La mano voló hacia uno de los cajones de la mesa, que estaba medio abierto. La culata del revólver brilló fugazmente.
Pero Leo Patricio no llegó a sacar el arma. En primer lugar, porque no le convenía disparar allí con un 38 que no llevaba silenciador. Y en segundo lugar, porque la actitud de Gomara le desconcertó completamente.
En efecto, Gomara no hizo el menor gesto de defensa. Al contrario, abrió su americana para demostrar que no llevaba ningún arma. Se sentó tranquilamente al otro lado de la mesa, como un cliente que espera un balance bancario.

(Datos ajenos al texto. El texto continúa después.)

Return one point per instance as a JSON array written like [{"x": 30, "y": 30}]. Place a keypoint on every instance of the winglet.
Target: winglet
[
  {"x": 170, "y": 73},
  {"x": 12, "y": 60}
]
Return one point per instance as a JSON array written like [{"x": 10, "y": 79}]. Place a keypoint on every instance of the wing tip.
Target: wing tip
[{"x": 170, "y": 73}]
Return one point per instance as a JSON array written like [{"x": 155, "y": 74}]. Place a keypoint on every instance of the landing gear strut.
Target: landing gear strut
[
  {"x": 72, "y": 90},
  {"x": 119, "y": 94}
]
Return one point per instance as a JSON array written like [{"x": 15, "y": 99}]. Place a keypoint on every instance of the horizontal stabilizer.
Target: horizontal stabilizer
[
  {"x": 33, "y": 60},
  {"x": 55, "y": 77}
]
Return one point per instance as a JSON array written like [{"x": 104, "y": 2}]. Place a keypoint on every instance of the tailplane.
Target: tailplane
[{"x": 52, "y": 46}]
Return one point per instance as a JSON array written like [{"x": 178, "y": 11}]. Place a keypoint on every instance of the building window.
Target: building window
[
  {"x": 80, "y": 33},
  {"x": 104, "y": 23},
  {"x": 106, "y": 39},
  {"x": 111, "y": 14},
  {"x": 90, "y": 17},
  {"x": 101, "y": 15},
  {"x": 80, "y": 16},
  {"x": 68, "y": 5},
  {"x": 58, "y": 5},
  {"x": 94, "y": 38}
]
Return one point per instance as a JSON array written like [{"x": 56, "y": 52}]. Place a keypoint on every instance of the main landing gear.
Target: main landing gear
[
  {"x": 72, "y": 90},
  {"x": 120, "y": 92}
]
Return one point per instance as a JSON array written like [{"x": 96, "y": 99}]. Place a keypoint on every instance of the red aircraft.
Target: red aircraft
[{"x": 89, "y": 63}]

– Tienes buen aspecto, Leo.
– Sssss… sí.
– En cambio, lo que no acaba de tener buen aspecto es este piso. Yo creo que has estropeado todo el entorno que creó Lina; ella fabricó un entorno decadente en el que un hombre podía sentirse feliz, y en cambio tú has fabricado un entorno moderno donde un hombre sólo puede sentirse rico.
– Es… un buen sitio para trabajar. Estas cosas no se pueden hacer en un café. Usted lo sabe.
– Claro que lo sé; yo he sido tu maestro, al fin y al cabo. ¿Pero cómo has conseguido echar a Lina?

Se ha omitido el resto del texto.